Вдруг сбоку на лыжне услышал он шаги. Подумалось — Сухарь возвращается, совесть заговорила. Нет. С другой стороны скрипело. «Слава-то богу, погоня нагнала», — прошептал Родька, обрадовавшись. Поднял голову и к своему разочарованию увидел на лыжне Терентия. Шел тот быстро, легко, будто и не было прошлых изнурительных дней.

— Что случилось?

И как прозвучал тот голос, добрый, сочувствующий, пенял, что только на этот голос и надо надеяться. Единственная надежда — на Терешу.

— Да вот, думаю, вывих у меня, болит, стерва, спасу нет, — виновато, словно оправдываясь, сказал Родька. «Тоже может оставить, кому обуза нужна», — мелькнула недобрая мысль в Родькиной голове, глаза у него стали как у пса побитого. — Вот посижу немного, может, пройдет, а? — сказал Родька просительно. — Подожди меня немного, скоро пройдет, думаю…

— Где болит?

— Да вот здесь… ступня, — отвечал Родька, про себя соображая, что, пожалуй, и не оставит Терешка его. И держаться надо в дальнейшем только за него, за Терешку. Двоих никто не осмелится тронуть.

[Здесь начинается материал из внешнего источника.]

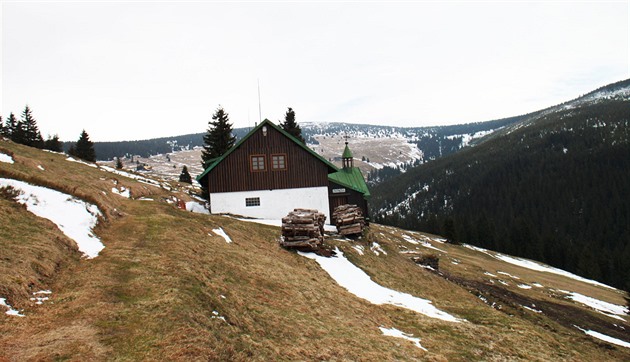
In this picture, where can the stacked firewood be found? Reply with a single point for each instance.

— Похоже, трещина у тебя, — прервал его размышления Тереша. — Это в лучшем случае, да и связки порвал. Я в этом деле мекечу. У ребят наших из команды часто бывало. Полежишь месяцок в изоляторе, пройдет…

— В каком, Тереха, изоляторе?

— А где Сухарь?

— Утек, пожелал нам веселой жизни на том свете и пропал.

Терентий посмотрел на юг. Куда приведешь ты, долгая тропинка? А это только начало.

К ноге прикрутили рогатину-сушину. Получилось подобие шины. Съели дневную порцию хлеба…

— Да. С поддержкой оно легче. Это не то что держать меня надо за руку, душе легче, Тереха. Теперь я и сам поковыляю.

— Конечно, Родя… И у меня то же на сердце. А иди ты не спеша, куда нам спешить. Волоки себе потихоньку мосел. Только старайся не особо подгибать.

— Спасибо тебе, старый, — тихо сказал Родька. — Человек ты. И не бросишь меня…

— Посмотрим на твое поведение, — проворчал Терентий и подмигнул.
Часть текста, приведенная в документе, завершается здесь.